The biggest technical challenge is how quickly and thoroughly AI engineers can tackle deep learning's current Achilles' heel: deductive logic, aka generalized complex reasoning.
Are quick tweaks to existing neural network algorithms enough, or is a fundamentally different approach needed, as neuroscientist Gary Marcus suggests? AI scientists are working on this problem, so some progress is expected by 2024.
In addition, new AI applications may bring new challenges. Soon, you'll be able to hear chatbots and AI assistants talking behind your back on your behalf. Some of them are confusing. It's either funny or sad. Deepfakes, AI-generated images, and videos that are difficult to detect will continue to proliferate despite regulation, causing further harm to individuals and democracies around the world.
And there may be new kinds of AI disasters that were unthinkable even five years ago. Speaking of problems, those who talk the most about AI, like Elon Musk and Sam Altman, don't seem to be giving up on building ever more powerful AI. I hope they continue to do more.
They are like people who start a fire, report the fire they started, and ask the authorities to put it out. From this perspective, what I hope for most in 2024 is stronger regulation of AI both nationally and internationally, even if it seems to be progressing slowly. Anjana Susanla is a professor of computer systems at Michigan State University.
In the year since ChatGPT launched, the development of generative AI models has continued at an incredible pace. Unlike ChatGPT a year ago, which took text tags as input and generated text as output, the new type of generative AI model is multi-modally trained. This means that the data used for training does not come from text sources such as Wikipedia.
You can find it not only on Reddit, but also in YouTube videos, Spotify songs, and other audio and visual information. The state-of-the-art multimodal large language models (LLM) that power these applications allow you to use text input to generate not only images and text but also audio and video.
Companies are racing to develop LLMs that can run on a variety of hardware and applications, including smartphones. The emergence of these lightweight and open-source LLMs could lead to a world of autonomous AI agents. The global community is not necessarily ready.
These advanced AI capabilities provide incredible innovation power in a variety of applications, from enterprise to precision medicine. My biggest concern is that these advanced features will not only create new challenges in distinguishing between human-generated content and AI-generated content but will also lead to new forms of algorithmic harm.
The flow of synthetic content generated by generative AI could create a world where malicious individuals and institutions can create synthetic identities and orchestrate disinformation on a large scale. The flood of AI-generated content designed to use algorithmic filters and recommendation systems could soon overwhelm critical functions such as fact-checking, information literacy, and serendipity provided by search engines, social media platforms, and digital services.
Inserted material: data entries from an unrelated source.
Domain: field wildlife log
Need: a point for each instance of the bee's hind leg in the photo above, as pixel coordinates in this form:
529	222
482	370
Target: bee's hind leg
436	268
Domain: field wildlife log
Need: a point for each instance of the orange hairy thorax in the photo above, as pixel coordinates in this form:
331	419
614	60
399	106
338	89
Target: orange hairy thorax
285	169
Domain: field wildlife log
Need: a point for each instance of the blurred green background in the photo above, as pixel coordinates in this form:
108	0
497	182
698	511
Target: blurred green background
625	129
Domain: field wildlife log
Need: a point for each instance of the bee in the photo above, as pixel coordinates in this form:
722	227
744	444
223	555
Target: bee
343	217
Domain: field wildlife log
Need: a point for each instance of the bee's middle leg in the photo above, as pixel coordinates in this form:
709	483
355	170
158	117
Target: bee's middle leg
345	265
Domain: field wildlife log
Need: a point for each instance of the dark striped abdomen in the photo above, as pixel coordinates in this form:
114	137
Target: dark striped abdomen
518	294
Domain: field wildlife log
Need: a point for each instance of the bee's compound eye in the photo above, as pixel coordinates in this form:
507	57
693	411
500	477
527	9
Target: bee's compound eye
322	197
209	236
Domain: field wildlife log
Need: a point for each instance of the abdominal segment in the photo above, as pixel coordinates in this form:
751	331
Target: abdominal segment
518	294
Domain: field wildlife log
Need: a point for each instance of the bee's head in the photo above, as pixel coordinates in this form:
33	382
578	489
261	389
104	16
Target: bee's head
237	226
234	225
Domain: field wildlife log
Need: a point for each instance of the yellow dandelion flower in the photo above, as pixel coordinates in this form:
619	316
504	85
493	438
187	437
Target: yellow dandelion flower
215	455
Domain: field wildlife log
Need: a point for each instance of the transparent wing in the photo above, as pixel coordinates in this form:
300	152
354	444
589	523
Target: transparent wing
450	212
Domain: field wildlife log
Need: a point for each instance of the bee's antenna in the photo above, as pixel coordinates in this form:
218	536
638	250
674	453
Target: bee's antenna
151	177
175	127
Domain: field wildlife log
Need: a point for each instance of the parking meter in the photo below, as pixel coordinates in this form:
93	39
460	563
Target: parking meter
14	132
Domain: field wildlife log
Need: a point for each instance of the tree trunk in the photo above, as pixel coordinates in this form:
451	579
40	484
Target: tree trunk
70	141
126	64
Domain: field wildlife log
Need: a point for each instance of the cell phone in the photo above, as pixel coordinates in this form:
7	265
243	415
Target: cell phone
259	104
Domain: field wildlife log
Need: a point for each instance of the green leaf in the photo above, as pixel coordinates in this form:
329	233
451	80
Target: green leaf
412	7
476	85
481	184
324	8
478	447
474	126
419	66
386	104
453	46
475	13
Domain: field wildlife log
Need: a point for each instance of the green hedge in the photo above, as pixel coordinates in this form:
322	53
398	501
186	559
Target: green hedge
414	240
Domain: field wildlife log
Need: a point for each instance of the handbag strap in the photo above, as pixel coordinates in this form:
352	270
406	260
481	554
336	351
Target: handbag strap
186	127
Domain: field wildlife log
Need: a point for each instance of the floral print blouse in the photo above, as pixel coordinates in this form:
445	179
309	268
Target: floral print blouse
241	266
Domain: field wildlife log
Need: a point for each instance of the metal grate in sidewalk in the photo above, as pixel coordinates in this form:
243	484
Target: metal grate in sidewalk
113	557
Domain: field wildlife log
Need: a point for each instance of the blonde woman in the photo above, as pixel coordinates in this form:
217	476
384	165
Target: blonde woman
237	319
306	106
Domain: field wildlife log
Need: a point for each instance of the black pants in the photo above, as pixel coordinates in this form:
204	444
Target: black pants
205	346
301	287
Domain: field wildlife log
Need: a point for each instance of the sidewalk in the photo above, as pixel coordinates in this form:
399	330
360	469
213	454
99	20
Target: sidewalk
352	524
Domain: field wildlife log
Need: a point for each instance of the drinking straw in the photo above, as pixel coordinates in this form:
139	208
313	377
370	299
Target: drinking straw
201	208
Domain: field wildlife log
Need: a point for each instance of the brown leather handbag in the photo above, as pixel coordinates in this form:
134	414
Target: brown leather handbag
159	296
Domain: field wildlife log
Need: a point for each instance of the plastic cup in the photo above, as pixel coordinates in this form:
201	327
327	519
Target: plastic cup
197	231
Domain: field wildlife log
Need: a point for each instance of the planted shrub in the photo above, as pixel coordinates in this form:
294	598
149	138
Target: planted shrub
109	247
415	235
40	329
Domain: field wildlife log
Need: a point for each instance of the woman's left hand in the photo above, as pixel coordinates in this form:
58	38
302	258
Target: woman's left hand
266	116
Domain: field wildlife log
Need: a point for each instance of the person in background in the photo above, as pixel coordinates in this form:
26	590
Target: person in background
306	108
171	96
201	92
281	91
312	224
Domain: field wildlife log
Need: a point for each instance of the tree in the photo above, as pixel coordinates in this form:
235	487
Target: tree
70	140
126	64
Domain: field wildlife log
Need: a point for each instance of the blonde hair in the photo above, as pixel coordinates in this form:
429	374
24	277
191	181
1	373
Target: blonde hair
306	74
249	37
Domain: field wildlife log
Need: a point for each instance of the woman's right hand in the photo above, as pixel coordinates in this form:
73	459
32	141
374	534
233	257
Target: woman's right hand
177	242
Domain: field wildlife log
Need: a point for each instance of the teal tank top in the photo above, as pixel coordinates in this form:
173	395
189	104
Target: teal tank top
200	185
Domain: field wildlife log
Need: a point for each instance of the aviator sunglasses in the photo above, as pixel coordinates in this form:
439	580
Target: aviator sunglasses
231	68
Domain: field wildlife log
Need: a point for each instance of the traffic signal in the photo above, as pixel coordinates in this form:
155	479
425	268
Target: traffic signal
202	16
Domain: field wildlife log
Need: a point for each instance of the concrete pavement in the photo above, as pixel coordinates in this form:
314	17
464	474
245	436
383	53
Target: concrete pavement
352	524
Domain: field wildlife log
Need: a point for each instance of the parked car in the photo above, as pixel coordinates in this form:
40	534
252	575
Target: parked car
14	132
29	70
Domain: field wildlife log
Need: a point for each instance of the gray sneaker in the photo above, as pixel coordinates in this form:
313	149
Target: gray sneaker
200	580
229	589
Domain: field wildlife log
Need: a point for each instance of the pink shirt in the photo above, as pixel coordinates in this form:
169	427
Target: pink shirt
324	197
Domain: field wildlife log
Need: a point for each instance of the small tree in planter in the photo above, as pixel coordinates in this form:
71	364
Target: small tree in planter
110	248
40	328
The Federal Trade Commission has warned of fraud, deception, privacy violations, and other unfair practices that could arise due to the ease of creating AI-based content. Digital platforms like YouTube have established policies for disclosing AI-generated content, but privacy-minded regulators like the FTC and US data privacy laws should scrutinize algorithmic harm.
A new bipartisan bill before Congress seeks to codify algorithmic literacy as a core component of digital literacy. As artificial intelligence becomes more and more intertwined with everything people do, it has become clear that the time has come to think about algorithms not as part of technology, but in terms of the context in which they operate: people, processes, and society.